Is it a bank or credit union? Is anybody checking facts in this article? Consistency? Bueller? Bueller? Bueller?
How about this one:
TJX’s breach-related bill could surpass $1 billion over five years — including costs for consultants, security upgrades, attorney fees, and added marketing to reassure customers, but not lawsuit liabilities — estimates Forrester Research, a market and technology research firm in Cambridge, Mass.
Now there’s a headline to latch onto. The Billion Dollar Incident (not including lawsuits)! One year (or so) worth of profits up in smoke (over five years, of course). At least the author had the decency to go to Forrester for a number that someone pulled out of their elbow.
Now thanks to the integrity of Generally Accepted Accounting Principles, we’ll never know the real dollar cost. It can be amortized, monetized and disguised in various interesting ways. Over-inflated, even, if it serves the purposes of TJX’s CFO and how they state earnings.

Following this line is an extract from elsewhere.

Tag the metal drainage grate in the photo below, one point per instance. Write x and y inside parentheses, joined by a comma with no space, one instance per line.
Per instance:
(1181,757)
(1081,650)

But I have a hard time believing it’s going to be a thousand million dollars (not including lawsuits) in “consultants, security upgrades, attorney fees, and added marketing”. And I realize that there are plenty of $500 an hour attorney fees in that $1 billion dollar number, but if it costs TJX more than 1/3 of that number on consultants and security upgrades, then wow, I don’t know quite what to say.
Funny thing is, in the long term it might be good for TJX. Let’s say that $1 billion dollar number seems “acceptable” to stockholders and the board. Chances are, they’ll run out of security stuff to spend money on (lots of shelfware, no doubt) and eventually the majority of what’s left will become a marketing expense, a brand new campaign to bring new customers and increase sales - justified by the incompetence of their IT department (honestly, WEP in the stores, what’s up with that?).
Maybe our counterparts in corporate marketing are actually rooting for our failures? I can see it now: “We need a shiny new marketing campaign, can we engineer a minor incident that will convince the people upstairs that we need to “reassure” the public?”


Rob Newby May 6
Hi Alex, great article I’m going to reference it at least once today. Have you got references for the original quote? I couldn’t find it when I googled it. Cheers,
Rob.
Alex May 6
Hi Rob,
Sorry, it’s page 1 Wall Street Journal:
http://online.wsj.com/article_email/article_print/SB117824446226991797-lMyQjAxMDE3NzA4NDIwNDQ0Wj.html
Saso May 6
Alex hypothesises: “Maybe our counterparts in corporate marketing are actually rooting for our failures? I can see it now: “We need a shiny new marketing campaign, can we engineer a minor incident that will convince the people upstairs that we need to “reassure†the public?—
Nah, they’d never do that. You see, marketing isn’t a big monolithic department that people usually think about. Channel management doesn’t talk to sales, who don’t talk to advertising, who just P’d off market research, who is too geeky for sales to talk to more than is purely necessary. And PR is, believe it or not, despised by everyone, because they’re behaving like a ‘freaking elite’. And PR doesn’t miss an opportunity to rub it in to others when they fail to do the stellar job and PR needs to come in and save the day.
Does it sound like IT yet?
When was the last time you’ve seen IT departments pull their sox up and work together as a team?
Alex Hutton May 7
Saso,
I know when I’ve been “out-cynic-ed” You win!